Testing - Text Encodings

Encodings

The following table shows how different ranges of Unicode characters are encoded to bytes using seven different types of encoding. Byte Order Marks (BOMs) were not emitted for simplicity. Some notes and observations:

ASCII encoding can only handle characters in the range U+0000 to U+007F. It simply replaces out-of-range bytes with a question mark (U+003F) and information is lost.
UTF-7 produces incomprehensible bytes for characters outside the ASCII range, but weirdly enough, the bytes can be decoded back to the original characters without any information loss.
The last column of UTF-16 encodings show the surrogate pairs used to encode characters outside the Basic Multilingual Plane (BMP).
The most perfect of the encodings is arguably UTF-32 BE, because every posible characters is clearly represented as a single 32‑bit integer with the bytes in big-endian order (making them easier to read). UTF-32 encoding is rarely used in practice because it takes the most space, but it could be useful for exchanging characters between different exotic computer systems or alien lifeforms.

	ABC	èéê	אבג	ｨｩｪ	😀😁😂
ASCII	41 42 43	3f3f3f (???)	3f3f3f (???)	3f3f3f (???)	3f3f3f3f3f3f (??????)
UTF-7	41 42 43	2b41 4f67 4136 5144 712d	2b42 6441 4630 5158 532d	2b2f 326a 2f61 6639 712d	2b32 4433 6541 4e67 3933 6748 5950 6434 432d
UTF-8	41 42 43	c3a8 c3a9 c3aa	d790 d791 d792	efbda8 efbda9 efbdaa	f09f9880 f09f9881 f09f9882
UTF-16 LE	4100 4200 4300	e800 e900 ea00	d005 d105 d205	68ff 69ff 6aff	3dd8:00de 3dd8:01de 3dd8:02de
UTF-16 BE	0041 0042 0043	00e8 00e9 00ea	05d0 05d1 05d2	ff68 ff69 ff6a	d83d:de00 d83d:de01 d83d:de02
UTF-32 LE	41000000 42000000 43000000	e8000000 e9000000 ea000000	d0050000 d1050000 d2050000	68ff0000 69ff0000 6aff0000	00f60100 01f60100 02f60100
UTF-32 BE	00000041 00000042 00000043	000000e8 000000e9 000000ea	000005d0 000005d1 000005d2	0000ff68 0000ff69 0000ff6a	0001f600 0001f601 0001f602

Control Characters

Characters with code points U+0000 to U+001F are known as the C0 control code set. Those points have no character glyphs associated with them, but if you want represent them in documentation then you can use their corresponding Unicode glyphs shown in the table below. The glyph column will only display correctly if the font your browser is using includes those characters.

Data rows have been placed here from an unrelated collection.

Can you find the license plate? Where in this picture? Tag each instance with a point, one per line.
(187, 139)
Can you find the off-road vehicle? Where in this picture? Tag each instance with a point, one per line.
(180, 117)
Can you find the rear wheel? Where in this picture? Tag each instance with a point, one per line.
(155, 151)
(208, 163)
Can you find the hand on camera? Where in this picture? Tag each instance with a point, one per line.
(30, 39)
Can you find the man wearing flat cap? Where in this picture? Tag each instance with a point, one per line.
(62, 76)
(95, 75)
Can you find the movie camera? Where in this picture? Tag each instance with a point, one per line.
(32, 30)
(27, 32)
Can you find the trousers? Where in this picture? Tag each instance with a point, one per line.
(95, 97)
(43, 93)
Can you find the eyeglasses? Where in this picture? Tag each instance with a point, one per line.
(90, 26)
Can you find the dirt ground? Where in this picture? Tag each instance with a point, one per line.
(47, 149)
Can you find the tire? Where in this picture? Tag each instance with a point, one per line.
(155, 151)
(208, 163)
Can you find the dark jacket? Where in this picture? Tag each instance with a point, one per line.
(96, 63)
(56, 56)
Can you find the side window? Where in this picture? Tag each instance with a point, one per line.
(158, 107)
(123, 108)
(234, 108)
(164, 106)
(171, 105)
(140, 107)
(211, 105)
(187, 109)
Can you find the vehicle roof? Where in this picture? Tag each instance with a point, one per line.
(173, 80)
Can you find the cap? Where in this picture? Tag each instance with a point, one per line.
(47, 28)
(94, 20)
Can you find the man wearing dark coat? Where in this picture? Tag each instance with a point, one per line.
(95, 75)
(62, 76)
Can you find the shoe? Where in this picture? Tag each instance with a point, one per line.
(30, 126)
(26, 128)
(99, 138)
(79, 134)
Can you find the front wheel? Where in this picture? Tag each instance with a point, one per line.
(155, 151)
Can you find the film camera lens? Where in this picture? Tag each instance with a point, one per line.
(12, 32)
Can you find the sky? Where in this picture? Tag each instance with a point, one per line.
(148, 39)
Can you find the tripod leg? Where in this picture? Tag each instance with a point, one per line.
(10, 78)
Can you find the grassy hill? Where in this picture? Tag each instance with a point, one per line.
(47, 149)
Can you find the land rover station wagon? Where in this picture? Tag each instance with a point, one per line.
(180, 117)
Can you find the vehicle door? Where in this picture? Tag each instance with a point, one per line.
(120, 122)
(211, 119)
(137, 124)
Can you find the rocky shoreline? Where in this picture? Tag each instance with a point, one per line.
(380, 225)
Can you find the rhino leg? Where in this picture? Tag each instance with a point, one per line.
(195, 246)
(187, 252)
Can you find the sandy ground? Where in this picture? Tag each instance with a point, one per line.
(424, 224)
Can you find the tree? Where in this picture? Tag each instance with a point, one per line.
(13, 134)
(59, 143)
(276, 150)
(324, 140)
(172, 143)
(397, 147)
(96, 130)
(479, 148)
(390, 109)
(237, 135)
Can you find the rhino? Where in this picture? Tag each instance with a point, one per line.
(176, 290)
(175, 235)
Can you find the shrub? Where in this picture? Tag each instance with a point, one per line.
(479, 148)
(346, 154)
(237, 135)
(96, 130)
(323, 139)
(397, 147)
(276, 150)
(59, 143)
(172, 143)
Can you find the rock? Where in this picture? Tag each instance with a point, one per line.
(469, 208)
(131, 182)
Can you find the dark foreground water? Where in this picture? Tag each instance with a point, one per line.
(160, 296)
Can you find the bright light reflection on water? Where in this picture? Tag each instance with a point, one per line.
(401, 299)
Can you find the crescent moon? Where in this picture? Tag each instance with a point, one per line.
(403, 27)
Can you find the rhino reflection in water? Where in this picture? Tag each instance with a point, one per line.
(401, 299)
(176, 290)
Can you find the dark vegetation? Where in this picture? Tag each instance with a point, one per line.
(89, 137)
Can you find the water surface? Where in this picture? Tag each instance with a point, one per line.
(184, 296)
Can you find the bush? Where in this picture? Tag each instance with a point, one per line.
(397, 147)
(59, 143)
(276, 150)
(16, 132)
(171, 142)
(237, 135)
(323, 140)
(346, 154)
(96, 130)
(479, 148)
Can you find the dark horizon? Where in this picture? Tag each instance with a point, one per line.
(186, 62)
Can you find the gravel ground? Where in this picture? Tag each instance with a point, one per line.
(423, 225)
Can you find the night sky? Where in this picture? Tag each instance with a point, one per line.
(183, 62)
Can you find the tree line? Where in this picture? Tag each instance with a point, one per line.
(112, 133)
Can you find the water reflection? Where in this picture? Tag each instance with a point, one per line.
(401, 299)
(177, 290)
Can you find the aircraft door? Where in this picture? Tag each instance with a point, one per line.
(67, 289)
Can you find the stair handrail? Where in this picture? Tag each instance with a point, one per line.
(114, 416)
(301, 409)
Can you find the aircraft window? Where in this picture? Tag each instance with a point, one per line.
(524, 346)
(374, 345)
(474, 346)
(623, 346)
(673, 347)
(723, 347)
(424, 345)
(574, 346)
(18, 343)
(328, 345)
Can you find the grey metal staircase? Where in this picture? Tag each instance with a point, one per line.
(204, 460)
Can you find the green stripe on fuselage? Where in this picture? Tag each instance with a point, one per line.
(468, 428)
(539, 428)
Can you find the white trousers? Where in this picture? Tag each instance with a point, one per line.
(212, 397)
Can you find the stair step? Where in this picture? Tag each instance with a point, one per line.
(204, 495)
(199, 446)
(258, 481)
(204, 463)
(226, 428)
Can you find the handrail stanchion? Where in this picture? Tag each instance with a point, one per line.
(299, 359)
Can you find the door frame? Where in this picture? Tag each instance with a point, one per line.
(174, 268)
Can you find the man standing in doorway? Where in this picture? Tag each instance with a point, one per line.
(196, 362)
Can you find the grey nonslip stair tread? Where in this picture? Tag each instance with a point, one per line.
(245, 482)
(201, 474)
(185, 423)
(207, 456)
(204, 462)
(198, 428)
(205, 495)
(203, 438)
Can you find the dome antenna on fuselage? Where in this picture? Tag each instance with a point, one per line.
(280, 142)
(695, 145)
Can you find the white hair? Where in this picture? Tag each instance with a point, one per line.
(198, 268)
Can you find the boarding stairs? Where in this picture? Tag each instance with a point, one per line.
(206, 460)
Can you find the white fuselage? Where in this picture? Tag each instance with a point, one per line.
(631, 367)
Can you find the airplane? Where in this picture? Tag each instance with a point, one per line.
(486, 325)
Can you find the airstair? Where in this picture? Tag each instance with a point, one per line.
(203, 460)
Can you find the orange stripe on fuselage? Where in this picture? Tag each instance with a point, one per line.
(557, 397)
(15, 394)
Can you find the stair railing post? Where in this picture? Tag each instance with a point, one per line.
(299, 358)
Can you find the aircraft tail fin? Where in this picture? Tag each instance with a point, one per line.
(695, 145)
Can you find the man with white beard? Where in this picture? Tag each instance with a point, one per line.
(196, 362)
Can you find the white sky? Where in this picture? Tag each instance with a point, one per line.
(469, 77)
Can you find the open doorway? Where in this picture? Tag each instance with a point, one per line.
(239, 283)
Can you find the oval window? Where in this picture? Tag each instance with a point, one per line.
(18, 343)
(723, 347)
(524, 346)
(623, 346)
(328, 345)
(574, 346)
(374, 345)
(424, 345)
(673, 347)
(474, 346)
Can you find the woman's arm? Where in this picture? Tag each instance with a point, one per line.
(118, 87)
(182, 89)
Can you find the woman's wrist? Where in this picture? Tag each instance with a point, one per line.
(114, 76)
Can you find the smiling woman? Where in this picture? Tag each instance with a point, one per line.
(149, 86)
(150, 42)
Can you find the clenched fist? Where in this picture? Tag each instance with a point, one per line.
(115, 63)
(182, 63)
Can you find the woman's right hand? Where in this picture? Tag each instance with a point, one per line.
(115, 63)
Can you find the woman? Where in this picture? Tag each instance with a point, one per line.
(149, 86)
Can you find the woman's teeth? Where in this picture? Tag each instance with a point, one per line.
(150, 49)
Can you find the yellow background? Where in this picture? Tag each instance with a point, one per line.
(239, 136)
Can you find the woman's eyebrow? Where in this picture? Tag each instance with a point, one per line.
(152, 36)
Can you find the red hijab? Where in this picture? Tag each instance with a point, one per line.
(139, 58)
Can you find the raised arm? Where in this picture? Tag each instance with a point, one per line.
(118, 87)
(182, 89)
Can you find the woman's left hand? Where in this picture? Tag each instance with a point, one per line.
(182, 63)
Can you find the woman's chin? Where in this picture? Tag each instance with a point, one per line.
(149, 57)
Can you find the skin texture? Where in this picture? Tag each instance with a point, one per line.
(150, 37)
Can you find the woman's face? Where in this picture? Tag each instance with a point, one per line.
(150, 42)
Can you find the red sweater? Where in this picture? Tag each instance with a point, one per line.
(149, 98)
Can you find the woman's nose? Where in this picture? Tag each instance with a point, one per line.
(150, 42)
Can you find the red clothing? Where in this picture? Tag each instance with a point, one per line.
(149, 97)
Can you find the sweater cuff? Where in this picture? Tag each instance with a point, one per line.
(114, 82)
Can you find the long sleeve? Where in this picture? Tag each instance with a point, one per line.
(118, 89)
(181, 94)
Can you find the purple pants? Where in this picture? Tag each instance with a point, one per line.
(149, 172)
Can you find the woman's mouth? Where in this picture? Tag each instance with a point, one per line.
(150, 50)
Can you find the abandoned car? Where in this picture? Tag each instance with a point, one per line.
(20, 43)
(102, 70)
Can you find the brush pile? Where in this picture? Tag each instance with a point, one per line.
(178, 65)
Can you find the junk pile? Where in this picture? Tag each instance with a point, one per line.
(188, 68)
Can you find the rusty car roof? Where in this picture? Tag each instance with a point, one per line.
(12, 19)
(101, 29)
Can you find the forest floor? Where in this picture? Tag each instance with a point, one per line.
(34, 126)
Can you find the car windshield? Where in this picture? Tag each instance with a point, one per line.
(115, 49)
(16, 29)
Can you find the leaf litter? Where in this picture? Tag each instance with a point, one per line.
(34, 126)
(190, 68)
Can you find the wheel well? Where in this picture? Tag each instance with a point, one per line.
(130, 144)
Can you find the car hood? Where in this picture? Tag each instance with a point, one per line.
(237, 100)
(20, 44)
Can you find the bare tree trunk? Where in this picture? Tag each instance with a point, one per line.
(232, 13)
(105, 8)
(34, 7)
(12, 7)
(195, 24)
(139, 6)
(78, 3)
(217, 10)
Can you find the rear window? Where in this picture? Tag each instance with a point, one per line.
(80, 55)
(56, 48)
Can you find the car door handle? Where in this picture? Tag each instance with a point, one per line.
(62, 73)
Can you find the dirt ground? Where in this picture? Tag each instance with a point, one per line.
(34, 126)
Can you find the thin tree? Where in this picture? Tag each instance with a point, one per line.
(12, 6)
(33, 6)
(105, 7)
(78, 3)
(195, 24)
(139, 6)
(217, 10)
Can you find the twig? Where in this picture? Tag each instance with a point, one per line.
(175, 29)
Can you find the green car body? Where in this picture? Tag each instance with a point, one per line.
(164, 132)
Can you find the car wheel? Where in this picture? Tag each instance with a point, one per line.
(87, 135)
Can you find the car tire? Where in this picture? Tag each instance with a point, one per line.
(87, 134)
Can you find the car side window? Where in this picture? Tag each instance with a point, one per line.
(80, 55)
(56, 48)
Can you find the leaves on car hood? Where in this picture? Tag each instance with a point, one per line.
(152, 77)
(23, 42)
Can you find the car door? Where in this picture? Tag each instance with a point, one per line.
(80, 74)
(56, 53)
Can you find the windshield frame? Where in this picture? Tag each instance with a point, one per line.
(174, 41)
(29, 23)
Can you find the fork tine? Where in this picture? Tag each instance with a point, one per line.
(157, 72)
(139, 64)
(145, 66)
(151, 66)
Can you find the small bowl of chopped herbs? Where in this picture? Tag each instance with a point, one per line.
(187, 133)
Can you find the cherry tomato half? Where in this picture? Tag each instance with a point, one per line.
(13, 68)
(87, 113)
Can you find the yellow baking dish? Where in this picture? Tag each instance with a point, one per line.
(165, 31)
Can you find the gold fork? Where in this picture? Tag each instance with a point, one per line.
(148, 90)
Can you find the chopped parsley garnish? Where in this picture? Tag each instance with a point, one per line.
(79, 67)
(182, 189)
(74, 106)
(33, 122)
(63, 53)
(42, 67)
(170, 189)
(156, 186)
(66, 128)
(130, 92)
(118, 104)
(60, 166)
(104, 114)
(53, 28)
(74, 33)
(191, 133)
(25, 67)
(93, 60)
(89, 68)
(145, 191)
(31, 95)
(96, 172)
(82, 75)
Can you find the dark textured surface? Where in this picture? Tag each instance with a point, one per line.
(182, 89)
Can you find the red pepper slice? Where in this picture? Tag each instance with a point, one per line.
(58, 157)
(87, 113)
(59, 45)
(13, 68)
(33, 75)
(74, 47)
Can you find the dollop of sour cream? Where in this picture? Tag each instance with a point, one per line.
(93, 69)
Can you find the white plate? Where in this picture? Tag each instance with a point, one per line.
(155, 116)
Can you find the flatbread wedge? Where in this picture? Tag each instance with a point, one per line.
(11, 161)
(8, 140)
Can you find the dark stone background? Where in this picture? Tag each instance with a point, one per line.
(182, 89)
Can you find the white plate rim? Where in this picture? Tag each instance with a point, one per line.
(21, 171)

Char Hex	Char Dec	Name	Label	Glyph Point	Glyph
0	0	NUL	NULL	U+2400	␀
1	1	SOH	START OF HEADING	U+2401	␁
2	2	STX	START OF TEXT	U+2402	␂
3	3	ETX	END OF TEXT	U+2403	␃
4	4	EOT	END OF TRANSMISSION	U+2404	␄
5	5	ENQ	ENQUIRY	U+2405	␅
6	6	ACK	ACKNOWLEDGE	U+2406	␆
7	7	BEL	BELL	U+2407	␇
8	8	BS	BACKSPACE	U+2408	␈
9	9	HT	HORIZONTAL TABULATION	U+2409	␉
0A	10	LF	LINE FEED	U+240A	␊
0B	11	VT	VERTICAL TABULATION	U+240B	␋
0C	12	FF	FORM FEED	U+240C	␌
0D	13	CR	CARRIAGE RETURN	U+240D	␍
0E	14	SO	SHIFT OUT	U+240E	␎
0F	15	SI	SHIFT IN	U+240F	␏
10	16	DLE	DATA LINK ESCAPE	U+2410	␐
11	17	DC1	DEVICE CONTROL ONE	U+2411	␑
12	18	DC2	DEVICE CONTROL TWO	U+2412	␒
13	19	DC3	DEVICE CONTROL THREE	U+2413	␓
14	10	DC4	DEVICE CONTROL FOUR	U+2414	␔
15	21	NAK	NEGATIVE ACKNOWLEDGE	U+2415	␕
16	22	SYN	SYNCHRONOUS IDLE	U+2416	␖
17	23	ETB	END OF TRANSMISSION BLOCK	U+2417	␗
18	24	CAN	CANCEL	U+2418	␘
19	25	EM	END OF MEDIUM	U+2419	␙
1A	26	SUB	SUBSTITUTE	U+241A	␚
1B	27	ESC	ESCAPE	U+241B	␛
1C	28	FS	FILE SEPARATOR	U+241C	␜
1D	29	GS	GROUP SEPARATOR	U+241D	␝
1E	30	RS	RECORD SEPARATOR	U+241E	␞
1F	31	US	UNIT SEPARATOR	U+241F	␟

Latin-1 Supplement 0x80-0x9F

Code points U+0080-U+009F are defined as C1 control codes in the ISO standards. They originally had no display glyph, but most of them were 'borrowed' for use in the Windows CP-1252 encoding. The following table shows a mapping from the CP-1252 encoding to the Unicode equivalents. Note that the characters in the CP-1252 column may appear as different characters if your browser is set to use a language other than English. They exactly match the Unicode equivalents in my copy of Chrome set to use the English (Australia) language.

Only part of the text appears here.